-
Type:
Improvement
-
Status: New
-
Priority:
Major
-
Resolution: Unresolved
-
Component/s: Core Spec
-
Labels:None
For encryption, the core specification currently has a PMode PMode[1].Security.X509.Encryption.Algorithm which identifies "the encryption algorithm to be used" based on W3C XML Encryption algorithm identifiers.
XML Encryption actually distinguishes two algorithms:
xenc:EncryptedData / xenc:EncryptionMethod / @Algorithm
The value is an identifier of a block encryption algorithm like http://www.w3.org/2001/04/xmlenc#aes128-cbc or http://www.w3.org/2001/04/xmlenc#tripledes-cbc.
xenc:EncryptedKey / xenc:EncryptionMethod / @Algorithm
The value is an identifier of an algorithm used for Key Transport. XML encryption currently recommends http://www.w3.org/2001/04/xmlenc#rsa-oaep-mgf1p, commonly used values include http://www.w3.org/2001/04/xmlenc#rsa-1_5.
I assume the PMode parameter identifies the first use.
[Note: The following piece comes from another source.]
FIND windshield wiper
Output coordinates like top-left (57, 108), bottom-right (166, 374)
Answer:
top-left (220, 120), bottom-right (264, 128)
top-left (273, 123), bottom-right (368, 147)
There does not seem to be a parameter for the second one? When using WS-SecurityPolicy, it would be needed to select the correct policy, e.g. Basic128Sha256 versus Basic128Sha256Rsa15.
(This is not to promote WS-SecurityPolicy, the ebMS3 approach of directly using the W3C Signature and Encryption parameters is actually more future-proof than WS-SecurityPolicy's identifiers, just to note that some implementers of ebMS3 will use security toolkits that are configured using WS-SecurityPolicy).